Spain on Wednesday promised to help families of victims who disappeared during the 1936-39 civil war and the ensuing dictatorship of General Francisco Franco to track their remains.
The government will `help families seeking (the bodies) all possible help they may need,` said Justice Minister Mariano Fernandez Berjemo, a day after a top Spanish judge reversed his decision to probe possible crimes against humanity committed during that period.
Judge Baltasar Garzon on Tuesday said the enquiry could not go ahead as Franco and 43 of his associates could not be held legally responsible because they were dead.

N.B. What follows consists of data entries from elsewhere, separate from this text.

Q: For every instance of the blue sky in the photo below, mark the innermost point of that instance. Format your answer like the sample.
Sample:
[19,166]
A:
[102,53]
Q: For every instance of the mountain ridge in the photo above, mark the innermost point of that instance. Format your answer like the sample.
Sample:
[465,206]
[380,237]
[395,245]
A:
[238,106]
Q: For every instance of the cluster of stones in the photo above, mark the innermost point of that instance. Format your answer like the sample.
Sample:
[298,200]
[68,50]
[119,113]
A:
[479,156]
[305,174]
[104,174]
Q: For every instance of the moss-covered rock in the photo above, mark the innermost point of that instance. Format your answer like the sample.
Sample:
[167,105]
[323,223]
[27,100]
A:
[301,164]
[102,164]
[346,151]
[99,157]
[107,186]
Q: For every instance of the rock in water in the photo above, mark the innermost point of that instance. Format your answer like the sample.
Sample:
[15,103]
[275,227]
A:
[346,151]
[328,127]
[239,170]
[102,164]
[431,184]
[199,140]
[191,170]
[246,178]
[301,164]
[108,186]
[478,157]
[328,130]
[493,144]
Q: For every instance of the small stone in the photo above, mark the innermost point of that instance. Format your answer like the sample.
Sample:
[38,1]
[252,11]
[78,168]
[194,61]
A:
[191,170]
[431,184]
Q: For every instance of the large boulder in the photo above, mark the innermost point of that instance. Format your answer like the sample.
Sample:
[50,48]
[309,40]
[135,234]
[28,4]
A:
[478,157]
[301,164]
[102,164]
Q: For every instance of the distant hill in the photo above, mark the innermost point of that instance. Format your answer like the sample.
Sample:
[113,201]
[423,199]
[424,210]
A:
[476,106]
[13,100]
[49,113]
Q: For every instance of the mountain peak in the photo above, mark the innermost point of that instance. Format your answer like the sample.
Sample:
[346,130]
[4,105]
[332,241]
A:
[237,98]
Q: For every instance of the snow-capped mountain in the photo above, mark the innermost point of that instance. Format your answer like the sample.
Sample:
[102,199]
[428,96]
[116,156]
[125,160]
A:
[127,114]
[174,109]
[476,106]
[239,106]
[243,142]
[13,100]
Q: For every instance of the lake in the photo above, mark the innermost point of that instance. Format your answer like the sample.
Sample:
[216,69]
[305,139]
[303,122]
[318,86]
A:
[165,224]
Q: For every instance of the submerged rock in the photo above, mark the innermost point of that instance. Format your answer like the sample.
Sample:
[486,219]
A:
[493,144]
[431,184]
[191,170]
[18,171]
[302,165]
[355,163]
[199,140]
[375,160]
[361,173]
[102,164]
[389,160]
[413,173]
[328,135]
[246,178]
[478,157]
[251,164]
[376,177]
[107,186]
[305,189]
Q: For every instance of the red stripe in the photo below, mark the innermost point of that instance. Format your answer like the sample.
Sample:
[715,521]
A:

He complied with a demand by public prosecutors that regional courts be handed responsibility for the excavation of mass graves thought to contain the bodies of thousands of people who disappeared during the period.
Interior Minister Alfredo Perez Rubalcaba on Wednesday underlined the state`s commitment to help families of victims in their quest and spoke of `the pain of people who have not been able to bury their loved ones.`
Garzon, Spain`s most prominent judge, had announced on October 16 he would investigate the disappearances of 114,266 people at the request of families of the victims.
But the public prosecutor`s office appealed the move, arguing it violated an amnesty agreed by political parties in 1977, two years after Franco`s death, for crimes committed under the general`s rule.
Garzon had last month ordered the opening of 19 mass graves, including one near the southern city of Granada where Spain`s most widely acclaimed 20th century poet, Federico Garcia Lorca, is thought to be buried. He ordered four more mass graves be opened this month.
Dozens of mass graves have been unearthed in recent years but the exhumations have been organised by relatives of the victims and volunteers.
Historians have estimated that about 500,000 people from both sides were killed in Spain`s civil war, which was sparked by Franco`s insurgency against the democratically elected left-wing Republican government.